Primary Submission Category: Generalizability/Transportability
Robust and causal-oriented prediction models from heterogeneous data
Authors: Armeen Taeb, Xinwei Shen, Peter Buehlmann,
Presenting Author: Xinwei Shen*
Despite being challenging for iid-based statistical learning, heterogeneous data provides opportunities for causal inference and for learning prediction models that generalize to unseen environments. Indeed, existing methods such as anchor regression exploit heterogeneous data arising from mean shifts to the features and the response variable of interest to learn distributionally robust predictions models.
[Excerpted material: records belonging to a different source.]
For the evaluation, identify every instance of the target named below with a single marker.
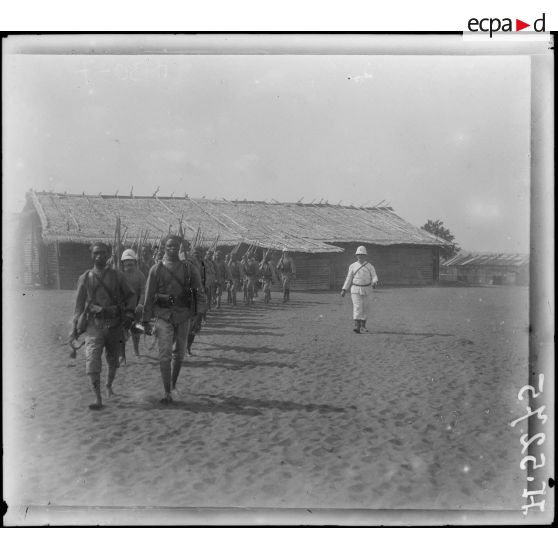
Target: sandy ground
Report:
(281, 406)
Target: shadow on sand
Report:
(214, 404)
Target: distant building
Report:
(477, 268)
(58, 229)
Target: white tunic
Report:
(360, 278)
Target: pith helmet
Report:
(128, 254)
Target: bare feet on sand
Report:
(167, 399)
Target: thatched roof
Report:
(295, 226)
(487, 258)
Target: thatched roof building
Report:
(486, 268)
(58, 223)
(300, 227)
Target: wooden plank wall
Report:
(74, 259)
(313, 272)
(395, 265)
(33, 256)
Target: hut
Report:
(58, 229)
(486, 268)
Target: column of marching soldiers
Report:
(166, 290)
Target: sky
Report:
(435, 137)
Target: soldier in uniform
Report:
(361, 279)
(236, 276)
(105, 305)
(228, 283)
(266, 272)
(251, 270)
(209, 278)
(136, 280)
(198, 261)
(170, 297)
(288, 272)
(221, 276)
(146, 260)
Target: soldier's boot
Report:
(135, 341)
(166, 377)
(96, 385)
(191, 338)
(176, 366)
(110, 380)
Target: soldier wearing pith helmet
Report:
(361, 279)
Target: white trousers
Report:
(361, 305)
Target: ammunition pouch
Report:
(164, 301)
(105, 312)
(81, 324)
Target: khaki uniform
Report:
(181, 281)
(108, 303)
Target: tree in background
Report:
(437, 228)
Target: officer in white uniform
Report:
(361, 279)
In many real-world settings, apart from mean shifts, the perturbations may also be affecting the variances of the relevant variables. Previous techniques however are not able to handle this richer perturbation class. We propose Distributionally Robust predictions via Invariant Gradients (DRIG), a method that leverages perturbations in the form of both mean and variance shifts for robust predictions. In a linear setting, we prove that DRIG produces prediction models that are robust against perturbations in strictly (and often much) more ‘directions’ than those protected by anchor regression, highlighting the additional gains from exploiting heterogeneity beyond mean shifts. Viewing causality as an extreme case of distributional robustness, we investigate the causal identifiability of DRIG under various scenarios. Moreover, we extend DRIG to the semi-supervised domain adaptation setting where a few labeled samples from the target domain are available and are used to further improve robustness. Finally, we illustrate the utility of our methods through numerical experiments.